When I use the
n0 <- nls(Y~expo.der(x, A, B, C), data=dados_Indice, start=start, na.omit(NA), trace = TRUE)
expo.der is the name of the created function that defines the formula used in the regression, I changed it to MM
MM <- deriv3(~(A*x/(B+x))+C,c("A", "B", "C"),function(x, A, B, C) NULL)
On the start values I'm using
(A)0.9707976, (B)14.50896 e (C) 0.02920242
As previously requested output to > dput (head (index_data, 20)) is
structure(list(Y = c(0.504968267320704, 0.580320008623638, 0.591987263077176,
0.507128952150783, 0.471443542762971, 0.487690808524229, 0.550025947056627,
0.517020993324232, 0.649271477040753, 0.543409645706519, 0.476085216626585,
0.420887866612052, 0.587785676649722, 0.546330880659742, 0.598972408502253,
0.60582105500102, 0.537834815210853, 0.535468008413421, 0.532758019489451,
0.471561274553937), x = c(20, 20, 20, 20, 20, 20, 20, 20, 20,
20, 20, 20, 20, 20, 20, 20, 20, 20, 20, 20)), .Names = c("Y",
"x"), row.names = c(NA, 20L), class = "data.frame")
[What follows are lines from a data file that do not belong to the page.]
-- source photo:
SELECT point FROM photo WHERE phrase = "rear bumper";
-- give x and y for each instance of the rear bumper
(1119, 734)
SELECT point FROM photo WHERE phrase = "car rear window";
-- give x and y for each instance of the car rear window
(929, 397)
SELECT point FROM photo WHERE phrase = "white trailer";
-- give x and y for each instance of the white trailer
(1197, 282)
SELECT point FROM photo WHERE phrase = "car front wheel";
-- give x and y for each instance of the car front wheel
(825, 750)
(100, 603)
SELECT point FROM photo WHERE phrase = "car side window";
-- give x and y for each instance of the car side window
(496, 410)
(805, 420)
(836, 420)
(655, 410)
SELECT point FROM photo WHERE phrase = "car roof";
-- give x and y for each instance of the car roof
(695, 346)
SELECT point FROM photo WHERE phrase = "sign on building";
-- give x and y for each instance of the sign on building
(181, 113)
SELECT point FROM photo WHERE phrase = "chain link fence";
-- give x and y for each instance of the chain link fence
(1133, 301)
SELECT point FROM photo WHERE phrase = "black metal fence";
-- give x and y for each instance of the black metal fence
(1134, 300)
The algorithm returns an error because it exceeds the maximum number of iterations. Querying some alternatives, the recommended solution was to include the nls.control
command as an attribute of the nls
method, so the result was the command below
n0 <- nls(Y~MM(x, A, B, C), data=dados_Indice, start=start, control=nls.control(maxiter = 200, tol = 1e-05, minFactor = (1/2)^30), trace = TRUE, na.omit(NA))
However, after these changes, when you run the above command, it returns the following error:
Error in match.arg(algorithm) : 'arg' must be NULL or a character vector
Why is this error displayed? And what can I do to bypass it by running the nls
function, according to the established control?